Kris Lamb, director of the X-force research-development team at IBM's Internet Security Systems division, says paying contractors for vulnerabilities doesn't make it ethical or safe. "They are creating a cottage-industry market of purchasing of unsanitized vulnerability information," he says. "It's an illusion of control. They only know what the researcher wants them to know. They're brokering information that makes the world less safe."
To such criticisms, VeriSign and TippingPoint respond they only deal with reputable security researchers.
"We track the bad actors," says VeriSign's Denning, adding that hacker groups like Wicked Rose in China or the Russian Business Network won't be paid by VeriSign. "We know what they are."
Into the midst of this debate, Frost & Sullivan last month issued its first study on vulnerability research to analyze which players are doing the most in terms of points scored in the number of vulnerabilities found.
According to Frost & Sullivan's "2006 World Vulnerability research market," VeriSign and TippingPoint, the only two security vendors known to be paying big bucks for software flaws, topped the list and accounted for about a quarter of the total 509 reported Windows, Linux/Unix and Macintosh vulnerabilities. The remainder were logged by about 70 others, including eEye Digital Security, Red-Database Security GmbH, ISS and McAfee.

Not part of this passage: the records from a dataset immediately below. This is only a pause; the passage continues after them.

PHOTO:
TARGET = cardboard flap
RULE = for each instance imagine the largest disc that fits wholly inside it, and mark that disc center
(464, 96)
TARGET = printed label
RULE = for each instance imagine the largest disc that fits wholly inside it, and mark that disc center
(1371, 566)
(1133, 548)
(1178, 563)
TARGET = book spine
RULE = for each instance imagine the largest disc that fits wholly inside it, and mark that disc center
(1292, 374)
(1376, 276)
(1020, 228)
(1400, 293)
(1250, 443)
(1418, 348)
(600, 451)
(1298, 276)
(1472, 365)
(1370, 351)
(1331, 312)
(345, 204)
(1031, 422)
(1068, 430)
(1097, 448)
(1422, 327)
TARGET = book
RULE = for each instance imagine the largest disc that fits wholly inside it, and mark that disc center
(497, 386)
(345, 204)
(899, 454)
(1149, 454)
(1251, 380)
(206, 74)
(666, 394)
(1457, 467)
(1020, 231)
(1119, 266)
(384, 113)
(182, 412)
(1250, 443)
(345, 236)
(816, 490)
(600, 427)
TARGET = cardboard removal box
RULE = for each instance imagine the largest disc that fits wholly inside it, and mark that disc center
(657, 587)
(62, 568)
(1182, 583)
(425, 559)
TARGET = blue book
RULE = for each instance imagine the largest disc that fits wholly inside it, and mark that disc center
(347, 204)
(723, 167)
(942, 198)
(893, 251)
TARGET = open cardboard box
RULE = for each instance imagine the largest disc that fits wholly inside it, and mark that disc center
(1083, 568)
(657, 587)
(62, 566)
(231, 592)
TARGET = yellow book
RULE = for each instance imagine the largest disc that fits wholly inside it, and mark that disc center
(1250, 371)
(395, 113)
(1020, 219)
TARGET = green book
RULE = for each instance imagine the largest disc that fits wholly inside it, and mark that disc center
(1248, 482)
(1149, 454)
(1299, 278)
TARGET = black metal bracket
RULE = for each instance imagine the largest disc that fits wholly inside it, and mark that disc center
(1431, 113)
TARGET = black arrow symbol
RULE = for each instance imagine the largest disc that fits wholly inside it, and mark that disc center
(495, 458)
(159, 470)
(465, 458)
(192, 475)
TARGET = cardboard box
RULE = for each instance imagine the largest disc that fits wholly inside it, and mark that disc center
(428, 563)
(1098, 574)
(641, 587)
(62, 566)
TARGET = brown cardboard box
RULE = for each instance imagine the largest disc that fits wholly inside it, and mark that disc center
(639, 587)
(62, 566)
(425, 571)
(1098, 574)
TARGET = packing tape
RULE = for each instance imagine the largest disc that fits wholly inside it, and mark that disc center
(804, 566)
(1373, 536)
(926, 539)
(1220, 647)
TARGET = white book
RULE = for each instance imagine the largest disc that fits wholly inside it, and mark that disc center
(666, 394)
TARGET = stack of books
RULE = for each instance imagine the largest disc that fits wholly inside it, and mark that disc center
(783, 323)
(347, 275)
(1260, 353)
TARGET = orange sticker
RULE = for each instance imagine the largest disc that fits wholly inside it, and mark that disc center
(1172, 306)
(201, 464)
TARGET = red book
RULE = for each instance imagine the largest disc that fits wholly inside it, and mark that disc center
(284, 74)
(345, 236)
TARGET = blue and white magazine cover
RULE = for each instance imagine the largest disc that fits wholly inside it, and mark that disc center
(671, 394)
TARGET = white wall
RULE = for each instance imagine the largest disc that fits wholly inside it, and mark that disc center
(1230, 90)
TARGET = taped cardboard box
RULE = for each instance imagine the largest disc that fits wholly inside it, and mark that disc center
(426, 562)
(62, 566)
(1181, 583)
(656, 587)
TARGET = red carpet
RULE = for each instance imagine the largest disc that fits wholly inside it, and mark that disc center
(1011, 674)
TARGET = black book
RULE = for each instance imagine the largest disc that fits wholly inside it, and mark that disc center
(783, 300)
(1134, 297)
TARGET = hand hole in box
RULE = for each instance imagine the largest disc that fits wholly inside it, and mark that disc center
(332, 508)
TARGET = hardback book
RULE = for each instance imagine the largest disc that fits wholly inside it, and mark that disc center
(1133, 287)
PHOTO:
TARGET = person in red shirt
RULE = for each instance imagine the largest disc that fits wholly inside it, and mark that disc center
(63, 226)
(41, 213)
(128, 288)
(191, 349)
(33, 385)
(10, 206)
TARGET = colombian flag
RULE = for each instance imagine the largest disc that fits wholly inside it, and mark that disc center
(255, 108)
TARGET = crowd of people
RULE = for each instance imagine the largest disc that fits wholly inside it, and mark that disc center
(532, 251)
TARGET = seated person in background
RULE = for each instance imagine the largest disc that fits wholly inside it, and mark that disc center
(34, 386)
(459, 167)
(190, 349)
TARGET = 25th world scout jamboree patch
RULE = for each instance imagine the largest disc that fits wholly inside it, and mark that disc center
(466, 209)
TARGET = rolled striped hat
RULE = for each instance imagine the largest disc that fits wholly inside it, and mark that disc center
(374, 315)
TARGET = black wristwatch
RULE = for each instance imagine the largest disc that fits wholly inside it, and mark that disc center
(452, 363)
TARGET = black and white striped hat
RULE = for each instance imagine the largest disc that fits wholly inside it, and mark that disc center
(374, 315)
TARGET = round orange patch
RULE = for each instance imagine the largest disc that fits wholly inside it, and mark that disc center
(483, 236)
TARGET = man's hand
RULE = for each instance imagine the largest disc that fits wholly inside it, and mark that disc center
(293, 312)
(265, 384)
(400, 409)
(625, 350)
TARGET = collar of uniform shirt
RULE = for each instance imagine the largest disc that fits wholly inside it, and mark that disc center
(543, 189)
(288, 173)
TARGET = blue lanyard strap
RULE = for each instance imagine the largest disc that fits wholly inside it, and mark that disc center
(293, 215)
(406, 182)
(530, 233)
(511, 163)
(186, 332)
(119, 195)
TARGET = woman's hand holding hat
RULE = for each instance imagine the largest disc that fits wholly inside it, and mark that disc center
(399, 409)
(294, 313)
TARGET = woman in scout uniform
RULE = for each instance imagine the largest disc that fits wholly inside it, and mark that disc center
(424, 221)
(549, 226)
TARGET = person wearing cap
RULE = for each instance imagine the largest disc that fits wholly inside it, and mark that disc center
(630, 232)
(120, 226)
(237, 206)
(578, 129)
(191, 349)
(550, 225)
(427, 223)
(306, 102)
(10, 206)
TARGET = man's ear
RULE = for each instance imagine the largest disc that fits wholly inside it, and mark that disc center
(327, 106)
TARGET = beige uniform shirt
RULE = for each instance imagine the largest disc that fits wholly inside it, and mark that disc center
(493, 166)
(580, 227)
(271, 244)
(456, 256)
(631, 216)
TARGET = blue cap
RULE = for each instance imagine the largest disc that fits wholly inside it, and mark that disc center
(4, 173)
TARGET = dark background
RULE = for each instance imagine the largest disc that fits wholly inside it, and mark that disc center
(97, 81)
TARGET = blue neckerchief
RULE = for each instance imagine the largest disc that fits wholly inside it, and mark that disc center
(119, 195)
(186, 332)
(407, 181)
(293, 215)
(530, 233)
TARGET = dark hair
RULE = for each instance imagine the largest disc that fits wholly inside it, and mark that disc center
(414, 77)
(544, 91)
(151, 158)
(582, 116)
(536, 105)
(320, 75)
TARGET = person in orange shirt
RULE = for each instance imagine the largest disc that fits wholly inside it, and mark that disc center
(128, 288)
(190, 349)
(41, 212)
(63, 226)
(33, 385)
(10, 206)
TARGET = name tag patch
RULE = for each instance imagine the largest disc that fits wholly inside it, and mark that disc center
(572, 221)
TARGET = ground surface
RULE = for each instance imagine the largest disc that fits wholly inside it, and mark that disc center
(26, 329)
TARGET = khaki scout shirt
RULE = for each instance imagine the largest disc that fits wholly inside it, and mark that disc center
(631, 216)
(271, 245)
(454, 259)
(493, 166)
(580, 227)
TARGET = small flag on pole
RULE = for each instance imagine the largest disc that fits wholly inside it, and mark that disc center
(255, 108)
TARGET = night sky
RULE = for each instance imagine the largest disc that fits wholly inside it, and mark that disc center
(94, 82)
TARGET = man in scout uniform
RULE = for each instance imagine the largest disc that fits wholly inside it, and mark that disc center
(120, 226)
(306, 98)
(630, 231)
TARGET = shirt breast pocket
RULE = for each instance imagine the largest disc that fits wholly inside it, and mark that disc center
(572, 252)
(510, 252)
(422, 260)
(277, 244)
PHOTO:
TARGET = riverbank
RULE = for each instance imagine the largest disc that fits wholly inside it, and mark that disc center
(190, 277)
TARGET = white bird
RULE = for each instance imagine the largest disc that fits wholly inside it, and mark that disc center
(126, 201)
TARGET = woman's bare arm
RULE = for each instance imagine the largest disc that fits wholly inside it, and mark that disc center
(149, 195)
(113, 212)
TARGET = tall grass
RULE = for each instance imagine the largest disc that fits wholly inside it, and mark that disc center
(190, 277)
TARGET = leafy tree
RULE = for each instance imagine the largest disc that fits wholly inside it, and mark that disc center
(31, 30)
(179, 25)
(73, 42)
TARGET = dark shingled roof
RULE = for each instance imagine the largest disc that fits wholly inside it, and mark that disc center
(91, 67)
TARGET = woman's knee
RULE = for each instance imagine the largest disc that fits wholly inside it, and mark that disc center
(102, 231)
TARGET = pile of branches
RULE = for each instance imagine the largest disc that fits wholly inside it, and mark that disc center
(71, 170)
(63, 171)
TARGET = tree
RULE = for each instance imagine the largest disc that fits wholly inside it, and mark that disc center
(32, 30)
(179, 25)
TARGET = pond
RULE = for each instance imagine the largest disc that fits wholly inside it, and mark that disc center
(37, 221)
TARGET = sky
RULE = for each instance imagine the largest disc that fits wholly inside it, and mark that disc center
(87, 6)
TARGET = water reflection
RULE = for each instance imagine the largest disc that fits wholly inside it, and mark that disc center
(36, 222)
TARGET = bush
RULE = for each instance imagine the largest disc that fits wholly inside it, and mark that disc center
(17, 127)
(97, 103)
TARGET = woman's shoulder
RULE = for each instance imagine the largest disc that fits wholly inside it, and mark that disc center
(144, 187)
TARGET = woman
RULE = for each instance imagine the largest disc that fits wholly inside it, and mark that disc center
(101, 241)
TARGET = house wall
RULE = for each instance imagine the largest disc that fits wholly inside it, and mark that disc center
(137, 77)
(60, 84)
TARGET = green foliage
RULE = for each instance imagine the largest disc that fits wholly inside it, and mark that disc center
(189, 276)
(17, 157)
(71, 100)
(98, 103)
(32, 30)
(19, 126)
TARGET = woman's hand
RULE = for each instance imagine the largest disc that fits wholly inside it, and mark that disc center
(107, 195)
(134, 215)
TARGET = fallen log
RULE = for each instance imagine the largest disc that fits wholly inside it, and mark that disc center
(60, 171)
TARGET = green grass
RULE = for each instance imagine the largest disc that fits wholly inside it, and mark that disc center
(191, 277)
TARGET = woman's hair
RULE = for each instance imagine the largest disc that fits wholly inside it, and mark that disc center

Rob Ayoub, Frost & Sullivan's industry manager in network security, says the research suggests that software vendors don't often find security flaws in their products on their own, and that independent vulnerability researchers, with the exception of a few like Austin-based H.D. Moore, may be flocking to those who pay them rather than publicizing finds on their own.
The responsible-disclosure question is an important one because it has a direct effect on customer security, says Amichai Shulman, chief technology officer at Imperva.
"We knew about an incredible Oracle exploit in 2005 and we told them, and it took them five months to patch it," he says. "And three months ago, we discovered something in a large commercial database software, and it's not fixed now."
"As a rule, we don't disclose it to customers if we don't see it being exploited. But if I know of a vulnerability, sooner or later someone else will know of it," he said. One of the main pressures holding down the public disclosure of security flaws is that several vendors, including Microsoft, Oracle, and Sybase, among others, have threatened lawsuits in the past. "They say, by disclosing it, you're endangering our customers, so there's a danger of being sued."